Monday, February 11, 2008

Streams of Consciousness & Material Culture: Abstract Expressionism at the Met

Material Culture: Abstract Expressionism at the Met

Abstract Expressionism and Other Modern Works: The Muriel Kallis Steinberg Newman Collection in The Metropolitan Museum of Art captured the unprecedented purity of revolutionary abstract artists working in and around Washington Square Park. Ms. Marci Kwon provided in depth insight into the sublimely bombastic world of Abstract Expressionists working in and around New York City during the 1940’s. The Met exhibition presented fifty-five works that were assembled by Muriel Kallis Steinberg Newman, who was one of the most forward thinking and astute collectors of her time. The exhibition catalogue includes: Jackson Pollock’s Number 28, 1950, which stands as a prime example of the artist’s most abstract work. In addition, Attic, 1929, by Willem de Kooning and Franz Kline’s Nijinsky (1950) stand as visceral expressions derived from the intuitive, undisturbed streams of consciousness. Artists like Mark Rothko created their own visual language by which they were able to record their feelings about society and the human condition. Artists like Jackson Pollock, Jasper Johns and Robert Rauschenberg worked exclusively in and around Washington Square Park and were known as ‘The Club.’ They shared studio space and interacted daily in dynamic meetings at infamous cafeteria and bars around the Washington Square Park.

The Muriel Kallis Steinberg Newman Collection is the only existing collection of Abstract Expressionist works that were amassed at the time of their creation. I was fascinated by Ms. Steinberg’s collecting philosophy and her vision. Ms. Kwon extrapolated on this avant-garde collector who saw the Abstract Expressionists as social revolutionaries whose work, through medium, color, form, scale and texture reflected a new vision. Ms. Newman was known for her intelligence and enthusiasm and merged her history as a painter, her love for New York, and her intuitive eye for modern art into one of the most important collections of Abstract Expressionist art in the world. She was born in Chicago in 1914 and attended the School of the Art Institute of Chicago, the Institute of Design, and the University of Chicago. In 1938, she married Jay Z. Steinberg. She loved to visit New York. In 1949 on one of her excursions in the city one of her art professors from Chicago introduced her to ‘The Club.’ Steinberg was immediately drawn to their ideals and the aesthetic behind them and Ms. Newman proceeded to collect their work with great discernment.
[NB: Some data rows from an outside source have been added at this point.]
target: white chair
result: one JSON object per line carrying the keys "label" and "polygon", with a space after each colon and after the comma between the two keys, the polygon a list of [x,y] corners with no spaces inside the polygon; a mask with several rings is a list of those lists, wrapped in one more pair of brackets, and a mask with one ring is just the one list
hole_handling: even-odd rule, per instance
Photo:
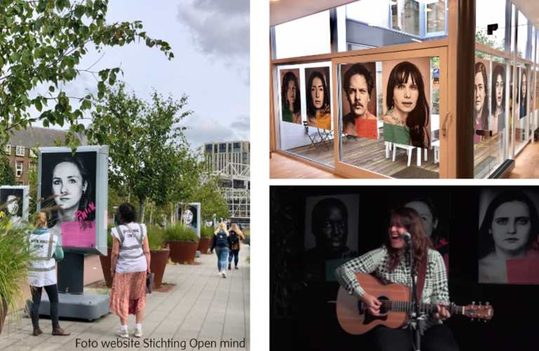
{"label": "white chair", "polygon": [[[412,161],[412,152],[415,148],[415,146],[404,145],[402,144],[395,144],[393,143],[393,161],[395,161],[395,156],[397,156],[397,148],[400,147],[401,149],[406,150],[406,154],[408,155],[408,166],[410,166],[410,164]],[[421,166],[421,156],[420,152],[418,153],[418,166]]]}

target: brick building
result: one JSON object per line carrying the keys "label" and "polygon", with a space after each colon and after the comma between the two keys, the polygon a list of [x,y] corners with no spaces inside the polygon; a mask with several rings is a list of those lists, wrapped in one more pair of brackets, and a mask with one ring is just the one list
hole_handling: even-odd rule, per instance
{"label": "brick building", "polygon": [[[37,156],[36,145],[39,143],[41,147],[52,147],[54,140],[60,138],[65,140],[67,131],[53,129],[51,128],[28,127],[27,129],[13,131],[10,135],[9,142],[6,145],[5,154],[9,157],[9,164],[15,170],[15,180],[20,185],[28,185],[27,175],[30,167],[36,167],[37,164],[32,161],[33,153]],[[81,145],[86,145],[86,137],[76,134],[81,140]]]}

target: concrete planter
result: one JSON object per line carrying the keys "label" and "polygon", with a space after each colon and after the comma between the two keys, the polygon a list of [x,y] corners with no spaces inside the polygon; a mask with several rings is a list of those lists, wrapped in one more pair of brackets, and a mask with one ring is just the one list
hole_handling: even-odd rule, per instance
{"label": "concrete planter", "polygon": [[211,238],[200,238],[197,250],[199,251],[201,253],[207,255],[211,246]]}
{"label": "concrete planter", "polygon": [[194,256],[197,254],[197,249],[199,247],[197,241],[176,241],[165,240],[163,241],[164,247],[168,246],[171,249],[171,260],[175,263],[183,265],[192,265],[194,262]]}
{"label": "concrete planter", "polygon": [[107,256],[99,256],[99,260],[101,261],[101,269],[103,270],[103,277],[105,284],[107,287],[112,287],[112,277],[110,276],[110,256],[112,256],[112,249],[107,248]]}
{"label": "concrete planter", "polygon": [[168,255],[171,251],[168,249],[161,250],[150,250],[149,270],[155,274],[154,277],[154,289],[159,289],[163,280],[163,274],[165,274],[166,263],[168,262]]}

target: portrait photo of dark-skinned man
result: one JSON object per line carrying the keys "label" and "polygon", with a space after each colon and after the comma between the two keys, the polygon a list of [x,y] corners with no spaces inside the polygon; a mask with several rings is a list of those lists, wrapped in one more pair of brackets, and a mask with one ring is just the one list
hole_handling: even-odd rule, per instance
{"label": "portrait photo of dark-skinned man", "polygon": [[[354,220],[356,224],[352,228],[350,213],[357,213],[358,195],[335,195],[321,199],[312,197],[307,198],[307,277],[313,280],[326,280],[328,261],[340,262],[356,256],[357,220]],[[349,233],[354,235],[350,236]]]}

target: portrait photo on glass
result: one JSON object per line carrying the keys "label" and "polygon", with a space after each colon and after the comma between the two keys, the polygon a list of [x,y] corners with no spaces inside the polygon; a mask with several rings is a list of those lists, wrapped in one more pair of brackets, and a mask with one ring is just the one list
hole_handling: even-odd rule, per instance
{"label": "portrait photo on glass", "polygon": [[48,232],[62,235],[62,245],[95,247],[96,152],[41,154],[41,211]]}
{"label": "portrait photo on glass", "polygon": [[505,128],[505,72],[507,65],[492,62],[491,130],[498,134]]}
{"label": "portrait photo on glass", "polygon": [[341,65],[340,79],[342,133],[377,139],[376,62]]}
{"label": "portrait photo on glass", "polygon": [[302,124],[300,86],[299,69],[281,69],[281,113],[284,122]]}
{"label": "portrait photo on glass", "polygon": [[480,283],[539,284],[539,192],[529,189],[481,192]]}
{"label": "portrait photo on glass", "polygon": [[408,190],[403,187],[387,195],[390,208],[407,207],[415,210],[423,220],[425,231],[433,248],[440,253],[449,274],[450,191],[437,187],[435,190]]}
{"label": "portrait photo on glass", "polygon": [[519,88],[519,117],[524,118],[528,114],[528,69],[519,68],[520,71],[520,88]]}
{"label": "portrait photo on glass", "polygon": [[382,62],[384,141],[430,149],[430,58]]}
{"label": "portrait photo on glass", "polygon": [[333,130],[329,67],[305,68],[307,125]]}
{"label": "portrait photo on glass", "polygon": [[474,145],[479,144],[486,137],[478,135],[475,131],[488,127],[488,72],[491,62],[481,58],[475,58],[474,78]]}
{"label": "portrait photo on glass", "polygon": [[335,270],[357,257],[359,208],[357,194],[306,198],[307,279],[334,281]]}
{"label": "portrait photo on glass", "polygon": [[22,218],[22,189],[0,188],[0,216],[7,216],[11,223],[19,221]]}

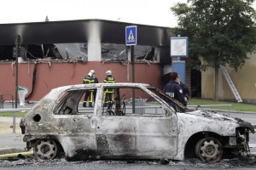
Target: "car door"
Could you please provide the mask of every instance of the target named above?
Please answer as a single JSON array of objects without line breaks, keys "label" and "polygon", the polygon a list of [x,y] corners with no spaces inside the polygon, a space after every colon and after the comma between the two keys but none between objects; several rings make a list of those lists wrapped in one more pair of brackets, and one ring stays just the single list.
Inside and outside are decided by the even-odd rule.
[{"label": "car door", "polygon": [[64,150],[81,156],[96,156],[95,108],[79,106],[84,92],[84,89],[72,90],[62,95],[54,111],[54,123]]},{"label": "car door", "polygon": [[[131,94],[127,87],[124,89],[119,87],[119,90]],[[122,93],[119,95],[123,95]],[[96,135],[100,156],[154,159],[177,155],[175,114],[171,114],[168,107],[152,94],[136,88],[135,98],[138,96],[150,101],[144,106],[136,105],[140,106],[136,106],[135,112],[131,108],[132,105],[127,103],[125,116],[103,113],[96,118]]]}]

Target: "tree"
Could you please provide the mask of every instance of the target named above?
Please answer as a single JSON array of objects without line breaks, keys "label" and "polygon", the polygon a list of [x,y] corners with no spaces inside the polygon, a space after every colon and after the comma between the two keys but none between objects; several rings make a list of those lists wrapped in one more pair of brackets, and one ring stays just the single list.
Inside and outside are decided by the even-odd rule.
[{"label": "tree", "polygon": [[176,35],[189,37],[191,59],[202,56],[201,66],[215,68],[214,99],[218,100],[218,68],[236,71],[256,45],[254,0],[188,0],[171,10],[177,17]]}]

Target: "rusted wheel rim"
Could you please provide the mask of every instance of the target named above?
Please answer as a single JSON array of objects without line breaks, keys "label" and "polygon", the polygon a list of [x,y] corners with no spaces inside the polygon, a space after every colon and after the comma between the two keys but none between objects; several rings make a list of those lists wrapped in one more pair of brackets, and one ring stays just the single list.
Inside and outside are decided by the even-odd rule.
[{"label": "rusted wheel rim", "polygon": [[52,160],[58,153],[58,146],[54,140],[40,139],[34,146],[34,155],[40,160]]}]

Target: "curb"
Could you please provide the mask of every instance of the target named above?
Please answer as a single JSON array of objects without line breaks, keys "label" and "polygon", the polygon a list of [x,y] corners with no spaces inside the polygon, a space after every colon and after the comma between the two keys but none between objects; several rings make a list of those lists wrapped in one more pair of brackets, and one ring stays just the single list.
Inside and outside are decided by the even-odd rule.
[{"label": "curb", "polygon": [[240,111],[240,110],[218,110],[218,109],[203,109],[205,110],[209,111],[221,111],[221,112],[228,112],[228,113],[240,113],[240,114],[255,114],[253,111]]},{"label": "curb", "polygon": [[26,151],[26,150],[22,150],[22,149],[17,149],[17,148],[3,148],[3,149],[0,149],[0,156],[5,155],[5,154],[24,152],[24,151]]}]

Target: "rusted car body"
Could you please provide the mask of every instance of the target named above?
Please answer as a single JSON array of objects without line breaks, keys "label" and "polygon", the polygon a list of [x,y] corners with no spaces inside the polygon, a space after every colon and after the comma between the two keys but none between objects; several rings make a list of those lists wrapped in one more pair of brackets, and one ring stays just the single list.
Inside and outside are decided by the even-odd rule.
[{"label": "rusted car body", "polygon": [[[112,101],[104,99],[108,88],[114,90]],[[82,108],[88,90],[96,94],[95,105]],[[55,88],[21,119],[20,128],[27,148],[33,147],[41,160],[62,153],[68,160],[198,157],[217,162],[224,156],[247,155],[249,132],[254,133],[249,122],[189,110],[161,90],[141,83]]]}]

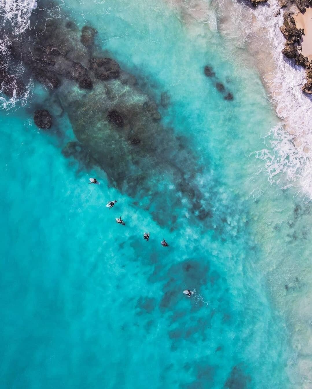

By 1954 she had amassed a collection of superb paintings by Pollock, de Kooning, Kline, and Rothko.

I was moved by the passionate gestural brash work featured in Franz Klines 1950 Nijinsky. Ms. Kwon explained that Kline projected sketches on an overhead onto a window shade that he would affix to a wooden frame. Kline proceeded to paint abstract forms onto his makeshift canvasses and would use old newspapers to blot out undesired sections of his work. Experiencing this exhibition while learning about the social history of Washington Square Park has inspired my personal interest in painting and design. I look forward to further exploring the material culture that surrounds these revolutionary artists.